The habitual and addictive nature of tobacco smoking makes cessation difficult for chronic smokers. Guidelines suggest that smoking cessation interventions should include both behavioural support and pharmacotherapy[2] (e.g., nicotine replacement therapy). The current approach to the management of tobacco smoking addiction revolves around a combination of education, counselling, and pharmacotherapy.[2] 

The prevention and control of tobacco use are increasing issues of global importance. The links between tobacco use and some oral conditions create an opportunity for dental specialists to become involved in smoking cessation activities. Some dental treatment requires several visits, which provides further opportunities for initiation, fortification, and follow up of tobacco cessation  measures.[9] These measures  are aimed  at reducing the effect of tobacco related morbidity and mortality[7] by preventing  the initiation of tobacco smoking by the non-users and cessation of tobacco smoking[9] among current users and chronic smokers. 

Dentists are well placed to contribute to tobacco smoking cessation as they provide preventive and curative services on a regular basis.[3] Dental professionals can identify the people who use tobacco regularly, document their usage history and offer advice and written materials, as a part of their routine clinical practice.[10] They can also adapt their clinical practice so that every patient who uses tobacco is identified and offered at least a session of brief counselling. 

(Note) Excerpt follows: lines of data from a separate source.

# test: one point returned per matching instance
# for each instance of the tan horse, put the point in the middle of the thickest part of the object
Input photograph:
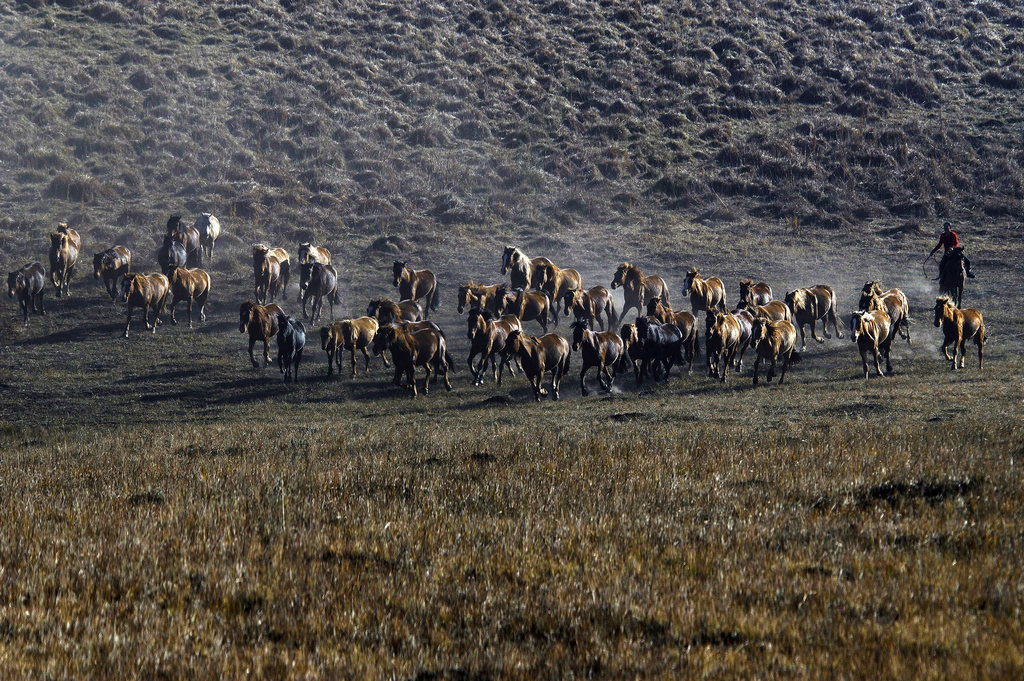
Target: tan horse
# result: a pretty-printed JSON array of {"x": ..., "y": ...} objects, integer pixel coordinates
[
  {"x": 637, "y": 289},
  {"x": 260, "y": 322},
  {"x": 557, "y": 283},
  {"x": 893, "y": 301},
  {"x": 486, "y": 337},
  {"x": 416, "y": 285},
  {"x": 706, "y": 294},
  {"x": 111, "y": 265},
  {"x": 388, "y": 311},
  {"x": 524, "y": 272},
  {"x": 723, "y": 342},
  {"x": 809, "y": 305},
  {"x": 348, "y": 335},
  {"x": 550, "y": 352},
  {"x": 527, "y": 305},
  {"x": 595, "y": 304},
  {"x": 604, "y": 350},
  {"x": 686, "y": 322},
  {"x": 309, "y": 254},
  {"x": 772, "y": 340},
  {"x": 870, "y": 332},
  {"x": 260, "y": 253},
  {"x": 478, "y": 295},
  {"x": 65, "y": 246},
  {"x": 190, "y": 286},
  {"x": 145, "y": 291},
  {"x": 425, "y": 348},
  {"x": 755, "y": 294},
  {"x": 957, "y": 328}
]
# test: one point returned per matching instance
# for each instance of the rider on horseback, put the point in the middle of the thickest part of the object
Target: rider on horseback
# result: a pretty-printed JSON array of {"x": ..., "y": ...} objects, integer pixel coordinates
[{"x": 949, "y": 242}]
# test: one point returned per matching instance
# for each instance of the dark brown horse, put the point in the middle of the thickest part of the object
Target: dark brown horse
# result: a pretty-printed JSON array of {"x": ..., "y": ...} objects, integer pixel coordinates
[
  {"x": 595, "y": 303},
  {"x": 603, "y": 350},
  {"x": 416, "y": 285},
  {"x": 637, "y": 289},
  {"x": 538, "y": 355},
  {"x": 27, "y": 286},
  {"x": 111, "y": 265},
  {"x": 260, "y": 322}
]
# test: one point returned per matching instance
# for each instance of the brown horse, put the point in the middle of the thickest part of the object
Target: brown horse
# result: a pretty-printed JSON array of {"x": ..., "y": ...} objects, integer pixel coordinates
[
  {"x": 145, "y": 291},
  {"x": 524, "y": 272},
  {"x": 188, "y": 285},
  {"x": 723, "y": 342},
  {"x": 550, "y": 352},
  {"x": 557, "y": 283},
  {"x": 527, "y": 305},
  {"x": 416, "y": 284},
  {"x": 487, "y": 336},
  {"x": 595, "y": 303},
  {"x": 604, "y": 350},
  {"x": 637, "y": 289},
  {"x": 960, "y": 326},
  {"x": 809, "y": 305},
  {"x": 686, "y": 322},
  {"x": 773, "y": 340},
  {"x": 322, "y": 283},
  {"x": 478, "y": 295},
  {"x": 775, "y": 310},
  {"x": 260, "y": 253},
  {"x": 27, "y": 286},
  {"x": 112, "y": 264},
  {"x": 65, "y": 246},
  {"x": 308, "y": 254},
  {"x": 388, "y": 311},
  {"x": 755, "y": 294},
  {"x": 188, "y": 238},
  {"x": 706, "y": 294},
  {"x": 261, "y": 324},
  {"x": 425, "y": 348},
  {"x": 893, "y": 301},
  {"x": 870, "y": 332}
]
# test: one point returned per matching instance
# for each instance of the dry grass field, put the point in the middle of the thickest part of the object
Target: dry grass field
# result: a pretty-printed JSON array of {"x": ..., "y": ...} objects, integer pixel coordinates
[{"x": 167, "y": 511}]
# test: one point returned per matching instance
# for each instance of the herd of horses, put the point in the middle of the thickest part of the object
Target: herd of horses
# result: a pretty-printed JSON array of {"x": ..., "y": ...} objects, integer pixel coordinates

By expanding the dental examination, diagnosis, and treatment to include tobacco cessation, a potentially life-saving measure is added to an established service.[3] Dentists have a special role in identifying smokers: odour and teeth stains are obvious revealing signs. 

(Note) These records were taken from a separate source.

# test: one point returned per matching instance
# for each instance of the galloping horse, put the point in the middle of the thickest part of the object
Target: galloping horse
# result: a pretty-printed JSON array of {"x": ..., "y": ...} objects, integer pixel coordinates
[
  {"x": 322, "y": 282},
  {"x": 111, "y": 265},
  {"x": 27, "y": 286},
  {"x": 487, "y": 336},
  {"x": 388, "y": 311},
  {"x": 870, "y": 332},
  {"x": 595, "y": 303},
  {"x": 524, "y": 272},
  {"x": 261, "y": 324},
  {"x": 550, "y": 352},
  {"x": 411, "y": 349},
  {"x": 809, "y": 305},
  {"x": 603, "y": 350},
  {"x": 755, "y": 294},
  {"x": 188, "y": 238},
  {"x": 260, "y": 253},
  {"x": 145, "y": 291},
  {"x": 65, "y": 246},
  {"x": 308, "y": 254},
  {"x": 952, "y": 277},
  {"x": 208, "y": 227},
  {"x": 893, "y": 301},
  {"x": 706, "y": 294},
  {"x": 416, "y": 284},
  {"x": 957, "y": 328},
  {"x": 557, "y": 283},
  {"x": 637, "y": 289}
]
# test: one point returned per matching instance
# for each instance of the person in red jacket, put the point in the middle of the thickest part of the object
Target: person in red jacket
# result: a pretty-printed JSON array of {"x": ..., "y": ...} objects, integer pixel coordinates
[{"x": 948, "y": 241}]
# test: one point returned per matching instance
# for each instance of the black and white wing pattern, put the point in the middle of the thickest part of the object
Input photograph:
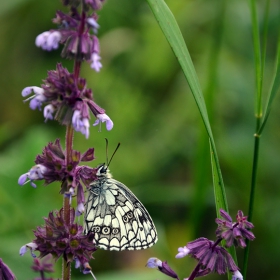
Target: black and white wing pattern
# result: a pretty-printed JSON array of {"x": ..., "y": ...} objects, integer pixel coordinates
[{"x": 117, "y": 218}]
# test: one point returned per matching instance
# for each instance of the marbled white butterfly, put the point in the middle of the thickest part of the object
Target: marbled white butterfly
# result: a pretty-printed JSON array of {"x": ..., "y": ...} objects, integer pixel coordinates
[{"x": 117, "y": 218}]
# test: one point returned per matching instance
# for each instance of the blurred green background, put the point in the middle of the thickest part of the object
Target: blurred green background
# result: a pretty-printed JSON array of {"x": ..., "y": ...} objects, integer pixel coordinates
[{"x": 163, "y": 158}]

The dental clinic is an ideal setting for tobacco cessation services since preventive or treatment services, oral screening, and patient education have always been a large part of the dental practice. Counselling from a health professional such as a dentist is an effective method of helping patients quit the tobacco habit.  The visits of patients to dental clinics or health centres where dental services are offered can create a valuable contact,[4] for dental health  professionals or allied dental health professional with adequate knowledge and training  to initiate anti-smoking activity. 

Sometimes, these dentist-patient contacts are under-utilized and there is little interaction between dentist and his patient with regard to prevention of smoking and its consequences.[11] It could be attributed to the lack of practice time and resistance on the part of the patients, so some dental professionals avoid this topic.

Enhancing motivation[12] is an important part of the overall treatment for tobacco addiction as it increases smokers’ enthusiasm, sense of purpose, and will to quit. Dental health professionals should try to advocate for the implementation of the World Health Organization (WHO)[13] framework convention in tobacco control in their locality of practice.